Frankel may not have had much in the way of business acumen, but she knew what she liked—“food, drink, clothing”—and she was persistent. A year after appearing on The Real Housewives of New York City in 2008, she launched Skinnygirl, a line of low-calorie margaritas. Industry experts dismissed the idea, but it has since blossomed into a thriving lifestyle brand. (She sold the cocktail branch in 2011 for a reported $120 million.)
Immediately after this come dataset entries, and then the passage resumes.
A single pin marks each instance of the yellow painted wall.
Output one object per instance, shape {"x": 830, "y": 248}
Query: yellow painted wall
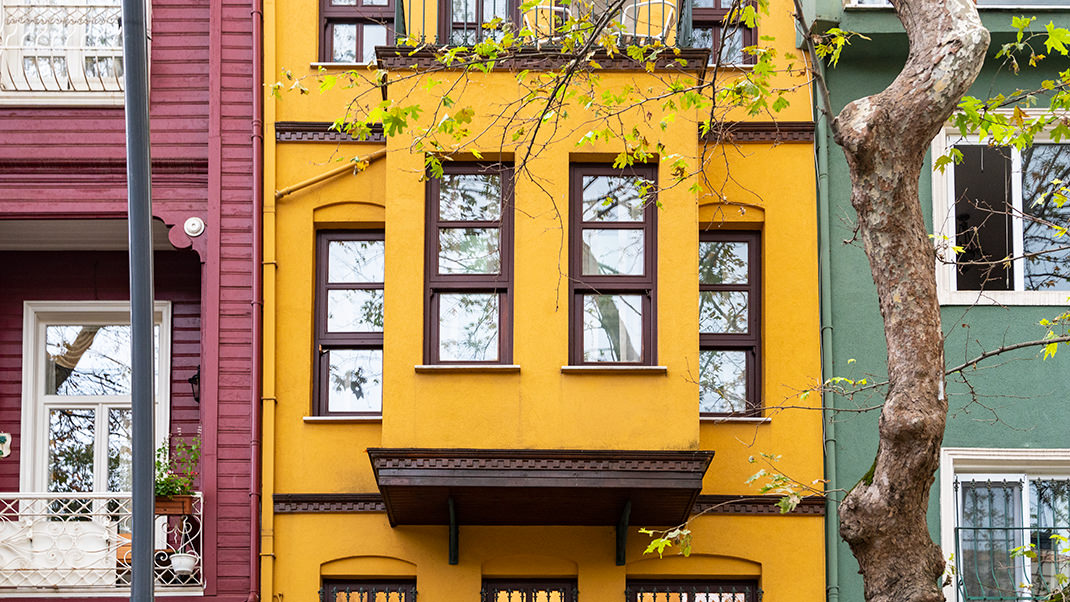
{"x": 747, "y": 186}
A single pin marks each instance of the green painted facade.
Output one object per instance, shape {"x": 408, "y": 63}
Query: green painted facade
{"x": 1022, "y": 401}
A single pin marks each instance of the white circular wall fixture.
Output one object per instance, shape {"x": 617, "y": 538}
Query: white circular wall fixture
{"x": 194, "y": 227}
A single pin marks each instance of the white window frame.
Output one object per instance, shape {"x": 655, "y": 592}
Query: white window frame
{"x": 981, "y": 463}
{"x": 34, "y": 420}
{"x": 87, "y": 93}
{"x": 943, "y": 207}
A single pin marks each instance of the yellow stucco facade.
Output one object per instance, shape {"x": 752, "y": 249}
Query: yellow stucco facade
{"x": 535, "y": 404}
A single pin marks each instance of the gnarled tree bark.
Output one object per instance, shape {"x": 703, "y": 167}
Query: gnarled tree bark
{"x": 885, "y": 138}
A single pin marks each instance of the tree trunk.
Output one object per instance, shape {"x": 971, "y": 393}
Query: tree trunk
{"x": 885, "y": 138}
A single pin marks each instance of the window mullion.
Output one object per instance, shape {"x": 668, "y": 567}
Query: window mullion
{"x": 1018, "y": 225}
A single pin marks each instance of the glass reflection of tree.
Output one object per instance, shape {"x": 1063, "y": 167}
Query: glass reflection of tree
{"x": 991, "y": 518}
{"x": 88, "y": 360}
{"x": 606, "y": 197}
{"x": 1050, "y": 521}
{"x": 724, "y": 263}
{"x": 71, "y": 450}
{"x": 722, "y": 382}
{"x": 479, "y": 334}
{"x": 607, "y": 312}
{"x": 469, "y": 197}
{"x": 1041, "y": 166}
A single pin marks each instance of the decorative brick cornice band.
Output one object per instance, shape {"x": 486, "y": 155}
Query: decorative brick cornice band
{"x": 813, "y": 505}
{"x": 327, "y": 503}
{"x": 320, "y": 132}
{"x": 398, "y": 58}
{"x": 537, "y": 460}
{"x": 761, "y": 132}
{"x": 358, "y": 503}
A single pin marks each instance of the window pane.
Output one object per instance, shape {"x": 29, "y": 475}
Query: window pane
{"x": 732, "y": 47}
{"x": 612, "y": 327}
{"x": 722, "y": 381}
{"x": 989, "y": 530}
{"x": 355, "y": 261}
{"x": 344, "y": 43}
{"x": 612, "y": 198}
{"x": 468, "y": 326}
{"x": 982, "y": 226}
{"x": 469, "y": 250}
{"x": 71, "y": 437}
{"x": 470, "y": 197}
{"x": 494, "y": 9}
{"x": 722, "y": 311}
{"x": 355, "y": 380}
{"x": 88, "y": 359}
{"x": 722, "y": 263}
{"x": 463, "y": 11}
{"x": 355, "y": 310}
{"x": 120, "y": 449}
{"x": 1041, "y": 165}
{"x": 613, "y": 252}
{"x": 91, "y": 359}
{"x": 373, "y": 35}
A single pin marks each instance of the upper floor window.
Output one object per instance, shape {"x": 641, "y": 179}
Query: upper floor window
{"x": 711, "y": 28}
{"x": 464, "y": 20}
{"x": 612, "y": 265}
{"x": 351, "y": 29}
{"x": 69, "y": 49}
{"x": 349, "y": 323}
{"x": 688, "y": 590}
{"x": 469, "y": 268}
{"x": 76, "y": 408}
{"x": 998, "y": 513}
{"x": 997, "y": 209}
{"x": 729, "y": 323}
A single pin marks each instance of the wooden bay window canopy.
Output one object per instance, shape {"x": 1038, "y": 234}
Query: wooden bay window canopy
{"x": 538, "y": 487}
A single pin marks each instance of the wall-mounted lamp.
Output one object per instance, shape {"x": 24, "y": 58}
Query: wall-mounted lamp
{"x": 195, "y": 384}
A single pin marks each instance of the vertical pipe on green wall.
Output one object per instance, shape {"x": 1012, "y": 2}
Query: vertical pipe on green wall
{"x": 827, "y": 399}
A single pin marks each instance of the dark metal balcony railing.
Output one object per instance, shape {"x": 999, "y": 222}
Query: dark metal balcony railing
{"x": 81, "y": 542}
{"x": 642, "y": 21}
{"x": 1011, "y": 562}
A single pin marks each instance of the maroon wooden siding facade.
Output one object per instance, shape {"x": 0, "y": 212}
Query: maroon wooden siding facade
{"x": 66, "y": 163}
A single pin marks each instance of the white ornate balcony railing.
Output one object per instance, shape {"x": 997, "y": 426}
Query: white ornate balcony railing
{"x": 61, "y": 46}
{"x": 81, "y": 542}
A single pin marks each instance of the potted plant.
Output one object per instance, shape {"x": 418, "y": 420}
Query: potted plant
{"x": 183, "y": 564}
{"x": 176, "y": 473}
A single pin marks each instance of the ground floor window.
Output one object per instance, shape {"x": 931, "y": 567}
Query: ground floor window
{"x": 368, "y": 590}
{"x": 704, "y": 590}
{"x": 529, "y": 590}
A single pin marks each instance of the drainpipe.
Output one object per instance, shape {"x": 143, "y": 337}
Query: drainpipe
{"x": 827, "y": 399}
{"x": 258, "y": 140}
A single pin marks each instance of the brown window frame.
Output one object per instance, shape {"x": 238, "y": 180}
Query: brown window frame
{"x": 404, "y": 590}
{"x": 447, "y": 25}
{"x": 326, "y": 341}
{"x": 501, "y": 283}
{"x": 358, "y": 15}
{"x": 715, "y": 18}
{"x": 582, "y": 284}
{"x": 637, "y": 589}
{"x": 530, "y": 588}
{"x": 751, "y": 341}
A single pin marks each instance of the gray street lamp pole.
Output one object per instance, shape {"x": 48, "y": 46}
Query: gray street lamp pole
{"x": 139, "y": 221}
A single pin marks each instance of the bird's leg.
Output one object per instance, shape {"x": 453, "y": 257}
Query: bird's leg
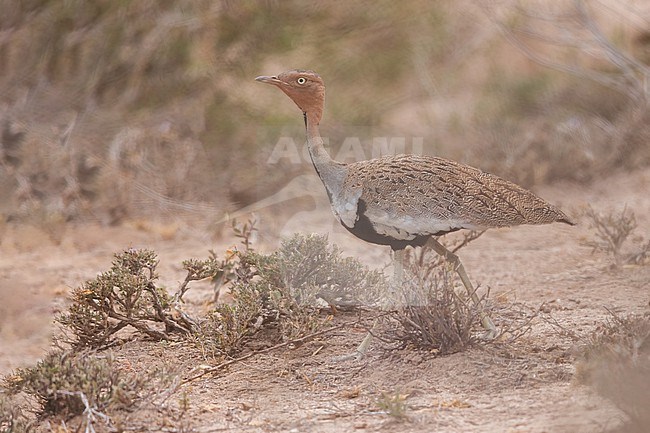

There was a time when Frankel feared the experts may have been right. “When I did my first bottle signing, I looked around this huge liquor store and saw so many products,” she recalls. “I thought, My god, I’d never have gotten into this if I knew it was so busy. So, in this case, ignorance was bliss: I didn’t know what I didn’t know, and the idea took off. I didn’t look at barriers to entry or anything like that. I just went in.” That might seem like a crazy leap, but as Frankel tells it, the process actually makes perfect sense: Come up with a good idea, stick with it, and get it done.
Frankel describes her approach to business as “old-school,” and her book stresses basic values such as hard work, honesty, and avoiding the impulse to overthink. “The best ideas,” she writes, “are often the simplest ones.” Her insistence on taking quick, straightforward action has also helped her make a positive impact globally: In 2016, she launched the crisis relief initiative BStrong, which most recently helped to generate millions of dollars in commitments of aid for refugees from Ukraine. “If there’s a disaster or a conflict, we’ll jump on a plane and create an infrastructure that feels as if it’s been there for 20 years,” she says. “We’ll set up a distribution platform that’s like walking into Home Depot. There’s no, ‘Let’s circle back and run it up the flagpole.’ There isn’t time for all that, because people are going to die. It’s about being strategic and organized, intense and immediate. It’s a business approach.”
It all boils down to the basic belief that a person can achieve anything with the right levels of enthusiasm, foresight, and force of will. As Frankel sums it up, “I have good instincts, I’m clear on what I want, and I’m very decisive.”